I think a good trade-in offer is probably the best way to go. 
 | 
| 856.9 | don't insult the speed of VS4000/90 | MUDDY::WATERS |  | Wed Feb 17 1993 12:14 | 21 | 
|  | >The DEFZA was out a long time (a year?) before the VS4000-90 came out, and used
>on DECstations under Ultrix, so its design tradeoffs undoubtedly had the fast
>MIPS CPU speed factored in.
    Correct me if I'm wrong, but some NVAX models are *faster* than
    DS 5000/200 and perhaps DS 5000/240.  Certainly the difference in CPU
    speed is minor.
    My theory: Unix and VMS users tend to have different ways of using
    machines, and different monitoring tools.  Perhaps the high CPU expense
    of driving DEFZA is less visible on Ultrix than on VMS.  And for
    historical hardware reasons, VMS users are more likely to closely
    watch the disappointing progress of their jobs, and to diagnose
    performance killers in the system.  8^)
    I've heard a Digital vice president champion programmed I/O even on
    slow, low-cost VAXes.  "The CPU chip makes a great DMA engine.  Our
    performance study shows that dedicated DMA hardware doesn't help much."
    This argument fails to recognize that some users have multiple tasks
    running at once.
    --gw
 | 
| 856.10 | .7 "bothers me" | POBOX::DCARROLL |  | Wed Feb 17 1993 12:39 | 13 | 
|  |     Not that the author of .7 deserves a reply re: the design of the DEFZA
    but I do wonder if he was on the GM gas tank design team?? I find the
    "never designed to " quote most amusing...I'm sure the engineers at the
    "highly respected" lab would also....maybe you'd like to relay that
    message?
    
    Because of the fact that early SCSI disks didn't do DMA as pointed out
    in .8, we made a point to find out if this device did DMA...guess we
    just "forgot" to ask if it was bi-directional.
    
    Also , in reply to .8  what Decstation was faster than the 33 spec
    VS4000 when the DEFZA was first introduced?
    
 | 
| 856.11 |  | KONING::KONING | Paul Koning, A-13683 | Wed Feb 17 1993 17:51 | 7 | 
|  | Well, you originally talked about this as if it were a bug, which of course
it isn't.  It may have been a bad design decision (though the opinions of
several highly respected senior people are, at best, mixed on that).
But your only recourse is to tell the customer "yes, you're right, it doesn't
do DMA".
	paul
 | 
| 856.12 | Fix is easy - go with DEFTA | LEVERS::WEAVER |  | Thu Feb 18 1993 14:38 | 15 | 
|  |     When the DEFZA was introduced it was one of the first FDDI adapters on
    the market.

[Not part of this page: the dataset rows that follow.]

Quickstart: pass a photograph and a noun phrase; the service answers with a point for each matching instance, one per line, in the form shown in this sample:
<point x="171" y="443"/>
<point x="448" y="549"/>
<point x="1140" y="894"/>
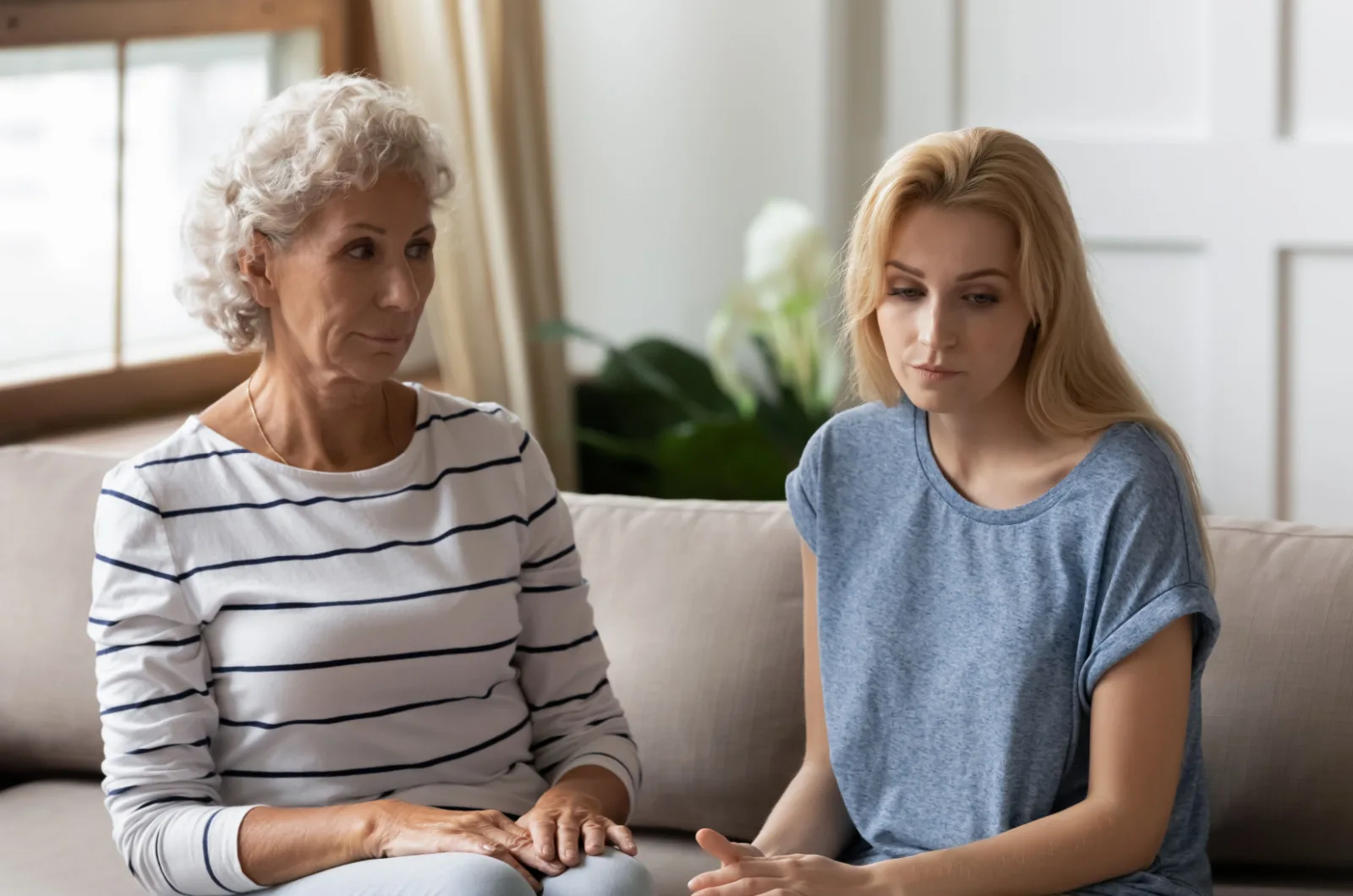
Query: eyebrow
<point x="971" y="275"/>
<point x="382" y="231"/>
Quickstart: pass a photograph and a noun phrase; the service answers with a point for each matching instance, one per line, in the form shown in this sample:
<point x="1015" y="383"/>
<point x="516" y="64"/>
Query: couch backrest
<point x="698" y="605"/>
<point x="1278" y="696"/>
<point x="49" y="716"/>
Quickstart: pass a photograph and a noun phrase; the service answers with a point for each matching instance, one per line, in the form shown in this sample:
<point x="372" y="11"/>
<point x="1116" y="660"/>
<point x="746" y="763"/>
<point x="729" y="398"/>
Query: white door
<point x="1208" y="152"/>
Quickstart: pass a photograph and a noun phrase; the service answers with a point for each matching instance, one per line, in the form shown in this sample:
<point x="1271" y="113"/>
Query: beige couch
<point x="698" y="604"/>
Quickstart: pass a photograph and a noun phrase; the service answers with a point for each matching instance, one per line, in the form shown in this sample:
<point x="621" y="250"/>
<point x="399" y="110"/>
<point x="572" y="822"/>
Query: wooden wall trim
<point x="78" y="402"/>
<point x="85" y="20"/>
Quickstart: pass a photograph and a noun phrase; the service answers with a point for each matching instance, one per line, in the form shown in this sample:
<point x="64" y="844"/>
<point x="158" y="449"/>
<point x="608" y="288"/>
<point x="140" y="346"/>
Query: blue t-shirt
<point x="961" y="646"/>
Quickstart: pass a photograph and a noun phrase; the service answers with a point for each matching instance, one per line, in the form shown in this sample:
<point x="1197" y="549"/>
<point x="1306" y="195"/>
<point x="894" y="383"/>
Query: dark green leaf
<point x="728" y="461"/>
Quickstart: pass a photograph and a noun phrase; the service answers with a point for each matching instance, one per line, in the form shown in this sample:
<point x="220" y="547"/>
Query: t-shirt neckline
<point x="946" y="490"/>
<point x="394" y="465"/>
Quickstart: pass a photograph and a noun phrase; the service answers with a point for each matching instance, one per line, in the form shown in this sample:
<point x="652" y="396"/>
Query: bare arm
<point x="809" y="817"/>
<point x="1138" y="724"/>
<point x="279" y="844"/>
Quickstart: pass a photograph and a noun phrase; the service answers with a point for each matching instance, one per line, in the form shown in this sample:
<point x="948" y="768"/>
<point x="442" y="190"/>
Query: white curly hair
<point x="308" y="144"/>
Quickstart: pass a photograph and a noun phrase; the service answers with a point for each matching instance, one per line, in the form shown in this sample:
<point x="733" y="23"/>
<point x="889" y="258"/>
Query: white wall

It was less than half the form factor of the closest
    competitor and less than half the price. I don't think we should get
    into a pissing contest about a decision made over 3 years ago to only
    do DMA in one direction in order to complete the product design in
    under 6 months. Thats not going to solve the customers problem. The
    FEFTA hardware has been completed almost a year ago and it has been
    working with a driver for at least 6 months. It will be released with
    an OSF driver in March and a VMS driver in something like May. 
    It is the highest performance FDDI adapter available for sale by anyone
    today. NOTE - it may not be the lowest latency but it is the best for
    moving the most Mbits/sec. Hopefully you can work something out where
    they can trade the antique DEFZA's for DEFTA's. 
    I will try and post the product announcement for the DEFTA as the next
    reply - if I can't I will mail it to this notes originator.